• lb-guilherme 3 hours ago

    The algorithm here, fast doubling, is sequential (there is no parallelism) and is quite fast, with less than a hundred operations to arrive to the final result. This runs in nanosecond on a CPU and the benchmark in the article is mostly measuring the communication time rather than actual computation time.

    • Someone 3 hours ago

      They also do not make use of the fact that matrix multiplication is associative, so M⁴ = M² × M², M⁸ = M⁴ × M⁴, etc. That means one can compute F32 using 5 matrix multiplications. This uses 31.

      It wouldn’t surprise me at all if doing those 5 matrix multiplications on a CPU were faster than doing 31 on the GPU.

      Also, FTA: “To calculate extremly large fibonacci numbers we need to avoid integer overflow. A simple way to avoid that is to just take everything modulo a given number in the matrix multiplication“

      ⇒ This also is NOT calculating the Fibonacci numbers, copping out when things get difficult on a GPU.

      If you want to compute Fn mod some constant for 1 ≤ n ≤ some large constant fast on a GPU, I think I would compute quite a few of the intermediate matrices using the fast way, then spin up some ‘threads’ to compute the intermediate versions by copying those with the ‘standard’ matrix.

      • KeplerBoy 2 hours ago

        The matrix in question is tiny (2x2). There's no hope a GPU would ever outperform a CPU on that.

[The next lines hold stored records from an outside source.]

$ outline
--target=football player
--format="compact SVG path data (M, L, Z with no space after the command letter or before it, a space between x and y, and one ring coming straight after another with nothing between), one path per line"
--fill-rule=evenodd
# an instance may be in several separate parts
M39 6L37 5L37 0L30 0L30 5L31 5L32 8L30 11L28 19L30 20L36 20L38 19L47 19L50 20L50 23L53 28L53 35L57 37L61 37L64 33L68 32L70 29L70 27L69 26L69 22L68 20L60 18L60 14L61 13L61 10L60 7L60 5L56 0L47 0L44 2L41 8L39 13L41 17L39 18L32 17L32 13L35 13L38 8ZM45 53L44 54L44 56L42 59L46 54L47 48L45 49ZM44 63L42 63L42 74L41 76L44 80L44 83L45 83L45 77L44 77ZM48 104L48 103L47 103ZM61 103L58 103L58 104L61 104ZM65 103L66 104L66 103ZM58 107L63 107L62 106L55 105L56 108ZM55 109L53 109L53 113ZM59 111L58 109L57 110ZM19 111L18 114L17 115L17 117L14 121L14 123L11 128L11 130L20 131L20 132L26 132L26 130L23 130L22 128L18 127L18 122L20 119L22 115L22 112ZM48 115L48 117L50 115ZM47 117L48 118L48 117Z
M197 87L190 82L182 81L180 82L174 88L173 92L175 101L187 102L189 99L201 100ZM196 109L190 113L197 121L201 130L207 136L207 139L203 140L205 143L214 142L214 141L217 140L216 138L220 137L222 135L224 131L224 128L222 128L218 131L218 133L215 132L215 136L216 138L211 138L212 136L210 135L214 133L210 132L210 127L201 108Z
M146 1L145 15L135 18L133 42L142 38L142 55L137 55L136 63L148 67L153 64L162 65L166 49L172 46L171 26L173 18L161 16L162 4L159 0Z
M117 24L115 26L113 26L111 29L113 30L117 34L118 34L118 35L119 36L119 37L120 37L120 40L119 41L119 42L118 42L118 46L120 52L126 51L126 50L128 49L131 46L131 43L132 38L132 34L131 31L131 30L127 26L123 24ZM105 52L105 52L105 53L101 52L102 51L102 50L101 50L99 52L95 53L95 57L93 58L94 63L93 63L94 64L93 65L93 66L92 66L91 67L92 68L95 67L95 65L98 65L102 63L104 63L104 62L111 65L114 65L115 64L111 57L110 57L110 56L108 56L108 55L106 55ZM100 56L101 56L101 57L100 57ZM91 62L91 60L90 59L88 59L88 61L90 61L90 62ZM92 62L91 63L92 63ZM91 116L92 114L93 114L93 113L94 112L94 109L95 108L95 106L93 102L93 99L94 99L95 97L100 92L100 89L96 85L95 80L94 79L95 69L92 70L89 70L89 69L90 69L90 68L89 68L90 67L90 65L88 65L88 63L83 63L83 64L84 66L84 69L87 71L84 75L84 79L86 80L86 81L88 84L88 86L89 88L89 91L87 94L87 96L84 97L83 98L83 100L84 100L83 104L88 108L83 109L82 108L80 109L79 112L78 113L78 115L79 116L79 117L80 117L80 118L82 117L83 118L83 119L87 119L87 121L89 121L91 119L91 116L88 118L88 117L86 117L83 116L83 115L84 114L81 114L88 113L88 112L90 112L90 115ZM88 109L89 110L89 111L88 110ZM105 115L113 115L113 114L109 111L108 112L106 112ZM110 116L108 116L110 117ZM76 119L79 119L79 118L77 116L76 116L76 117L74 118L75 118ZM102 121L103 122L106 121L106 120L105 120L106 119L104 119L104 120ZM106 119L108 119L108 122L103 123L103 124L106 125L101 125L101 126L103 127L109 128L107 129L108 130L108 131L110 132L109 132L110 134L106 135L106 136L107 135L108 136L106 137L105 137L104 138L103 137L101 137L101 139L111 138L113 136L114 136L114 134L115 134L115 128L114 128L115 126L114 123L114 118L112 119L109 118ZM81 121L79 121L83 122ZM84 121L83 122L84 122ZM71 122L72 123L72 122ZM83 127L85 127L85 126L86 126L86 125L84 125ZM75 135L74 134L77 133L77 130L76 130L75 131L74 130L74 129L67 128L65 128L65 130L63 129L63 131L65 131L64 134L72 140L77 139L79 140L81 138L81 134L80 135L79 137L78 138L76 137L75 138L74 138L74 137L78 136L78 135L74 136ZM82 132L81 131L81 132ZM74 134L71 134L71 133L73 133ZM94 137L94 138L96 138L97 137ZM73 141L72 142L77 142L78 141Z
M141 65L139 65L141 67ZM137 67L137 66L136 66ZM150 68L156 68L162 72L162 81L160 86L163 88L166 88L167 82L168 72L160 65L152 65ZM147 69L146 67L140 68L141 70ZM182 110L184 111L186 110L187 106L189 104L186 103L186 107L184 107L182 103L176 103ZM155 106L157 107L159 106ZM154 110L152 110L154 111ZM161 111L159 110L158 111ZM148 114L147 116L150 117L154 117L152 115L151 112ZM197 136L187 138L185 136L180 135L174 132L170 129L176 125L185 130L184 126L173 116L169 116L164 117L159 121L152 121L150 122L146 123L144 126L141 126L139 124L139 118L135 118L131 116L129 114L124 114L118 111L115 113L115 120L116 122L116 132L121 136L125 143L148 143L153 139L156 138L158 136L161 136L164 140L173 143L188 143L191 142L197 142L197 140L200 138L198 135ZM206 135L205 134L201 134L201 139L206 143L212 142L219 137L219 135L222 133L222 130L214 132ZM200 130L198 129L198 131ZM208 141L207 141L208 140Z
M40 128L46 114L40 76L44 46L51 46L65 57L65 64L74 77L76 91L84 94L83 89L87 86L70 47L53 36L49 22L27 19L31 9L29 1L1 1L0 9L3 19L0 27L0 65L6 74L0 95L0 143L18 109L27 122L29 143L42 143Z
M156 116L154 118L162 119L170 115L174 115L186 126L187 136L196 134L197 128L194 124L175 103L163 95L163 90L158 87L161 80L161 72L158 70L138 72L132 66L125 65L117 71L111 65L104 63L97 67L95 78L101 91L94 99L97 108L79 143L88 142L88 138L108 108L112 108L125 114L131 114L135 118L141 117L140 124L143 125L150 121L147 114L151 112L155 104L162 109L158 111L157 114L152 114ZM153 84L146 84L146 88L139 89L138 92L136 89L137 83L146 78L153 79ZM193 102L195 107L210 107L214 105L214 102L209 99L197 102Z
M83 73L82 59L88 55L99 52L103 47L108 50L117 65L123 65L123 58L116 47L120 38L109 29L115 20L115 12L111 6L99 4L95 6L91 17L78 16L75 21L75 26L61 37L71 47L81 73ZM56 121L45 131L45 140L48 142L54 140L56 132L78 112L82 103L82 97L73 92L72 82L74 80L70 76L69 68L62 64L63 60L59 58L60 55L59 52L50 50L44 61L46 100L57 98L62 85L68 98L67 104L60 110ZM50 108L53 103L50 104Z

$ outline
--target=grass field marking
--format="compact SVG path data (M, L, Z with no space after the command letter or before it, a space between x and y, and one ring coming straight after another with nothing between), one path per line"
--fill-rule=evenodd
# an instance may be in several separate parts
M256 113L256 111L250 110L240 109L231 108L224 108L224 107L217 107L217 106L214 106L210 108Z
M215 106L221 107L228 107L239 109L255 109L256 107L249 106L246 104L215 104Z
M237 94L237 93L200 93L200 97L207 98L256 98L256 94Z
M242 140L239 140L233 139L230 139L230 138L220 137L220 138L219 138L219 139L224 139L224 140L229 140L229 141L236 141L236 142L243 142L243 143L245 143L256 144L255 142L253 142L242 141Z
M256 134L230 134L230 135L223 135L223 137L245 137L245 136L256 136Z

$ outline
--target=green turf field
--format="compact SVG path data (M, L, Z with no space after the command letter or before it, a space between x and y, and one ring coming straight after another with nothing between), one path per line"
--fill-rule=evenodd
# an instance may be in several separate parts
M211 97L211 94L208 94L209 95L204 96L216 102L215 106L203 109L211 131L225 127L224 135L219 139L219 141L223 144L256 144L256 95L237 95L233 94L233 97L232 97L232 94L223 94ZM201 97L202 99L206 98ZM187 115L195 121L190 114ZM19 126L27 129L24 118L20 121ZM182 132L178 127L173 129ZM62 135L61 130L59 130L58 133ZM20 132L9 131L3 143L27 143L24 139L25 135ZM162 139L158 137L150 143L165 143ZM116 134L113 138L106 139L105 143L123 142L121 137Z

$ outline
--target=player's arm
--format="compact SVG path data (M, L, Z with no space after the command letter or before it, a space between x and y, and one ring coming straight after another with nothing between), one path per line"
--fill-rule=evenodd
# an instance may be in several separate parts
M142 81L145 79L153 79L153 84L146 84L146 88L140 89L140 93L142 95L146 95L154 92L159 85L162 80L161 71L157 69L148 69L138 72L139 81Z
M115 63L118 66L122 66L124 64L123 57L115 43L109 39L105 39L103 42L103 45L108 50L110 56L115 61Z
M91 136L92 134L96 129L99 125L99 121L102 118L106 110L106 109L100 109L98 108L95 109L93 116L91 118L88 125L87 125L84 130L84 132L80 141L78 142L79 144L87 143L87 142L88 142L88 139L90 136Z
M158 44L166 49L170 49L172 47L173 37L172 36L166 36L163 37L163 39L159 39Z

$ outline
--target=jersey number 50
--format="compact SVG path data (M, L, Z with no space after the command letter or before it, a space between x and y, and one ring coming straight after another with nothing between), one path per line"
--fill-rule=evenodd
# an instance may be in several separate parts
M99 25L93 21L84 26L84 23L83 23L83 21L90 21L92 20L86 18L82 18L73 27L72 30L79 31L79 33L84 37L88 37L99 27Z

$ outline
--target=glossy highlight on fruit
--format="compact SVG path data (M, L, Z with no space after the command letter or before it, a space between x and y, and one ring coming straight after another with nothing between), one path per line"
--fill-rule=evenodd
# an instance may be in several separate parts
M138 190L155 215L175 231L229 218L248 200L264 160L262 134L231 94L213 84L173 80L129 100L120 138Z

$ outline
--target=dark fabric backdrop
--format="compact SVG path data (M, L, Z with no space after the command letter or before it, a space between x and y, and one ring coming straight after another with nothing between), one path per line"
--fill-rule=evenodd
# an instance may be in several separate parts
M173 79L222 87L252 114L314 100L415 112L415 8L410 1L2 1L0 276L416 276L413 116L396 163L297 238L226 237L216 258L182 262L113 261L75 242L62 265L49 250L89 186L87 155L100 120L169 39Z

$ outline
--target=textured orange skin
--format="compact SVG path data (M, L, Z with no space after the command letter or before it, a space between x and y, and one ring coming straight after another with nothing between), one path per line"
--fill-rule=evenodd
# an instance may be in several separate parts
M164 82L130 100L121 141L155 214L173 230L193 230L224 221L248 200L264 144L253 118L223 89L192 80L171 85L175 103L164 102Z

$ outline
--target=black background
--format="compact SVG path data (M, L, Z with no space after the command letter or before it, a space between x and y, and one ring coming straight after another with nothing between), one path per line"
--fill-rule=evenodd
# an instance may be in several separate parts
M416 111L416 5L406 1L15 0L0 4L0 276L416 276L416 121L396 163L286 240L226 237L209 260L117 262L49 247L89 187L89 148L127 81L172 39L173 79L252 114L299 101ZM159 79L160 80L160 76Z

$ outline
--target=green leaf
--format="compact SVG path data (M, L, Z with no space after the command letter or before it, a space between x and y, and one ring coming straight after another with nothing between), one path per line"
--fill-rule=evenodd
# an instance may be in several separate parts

        It only gets interesting if you need a large matmuls or millions of small matmuls in parallel.

    • eesmith 3 hours ago

      > Using the power of GPUs we are able to calculate F99999999 in only 17 milliseconds on my Consumer GPU

      FWIW, on my 2020 era laptop, the following:

        #include <stdio.h>
        
        int main(void) {
          int a = 1, b = 1, c, n = 99999999;
          while (--n) {
            c = (a+b) % 9837;
            a = b;
            b = c;
          }
          printf("%d\n", a);
          return 0;
        }
      
      takes 330 ms measured as "time a.out".

      The problem with Fibonacci is there are algorithmic ways to speed things up. The following (using the method at https://en.wikipedia.org/wiki/Fibonacci_sequence to compute Fibonacci numbers recursively in O(log n) arithmetic operations) takes Python 0.1 ms to compute the same value:

        import functools
      
        @functools.cache
        def F(n):
            if n <= 2:
                return 1
      
            m = n // 2 # rounds down
            if n % 2:
                # odd
                return (F(m+1)**2 + F(m)**2) % 9837
            else:
                return ((2*F(m+1) - F(m))*F(m)) % 9837
      
        print(F(99999999))
      • qsort 10 minutes ago

        Well, there's a closed formula right? I wonder if it's faster to carry out the computation in Z[sqrt(5]).

        • amelius an hour ago

          Maybe a better test is digits of Pi?

          Or recursive hashing?

          • staunton an hour ago

            A test of what?

            • amelius an hour ago

              Test of your GPU approach/library versus CPU.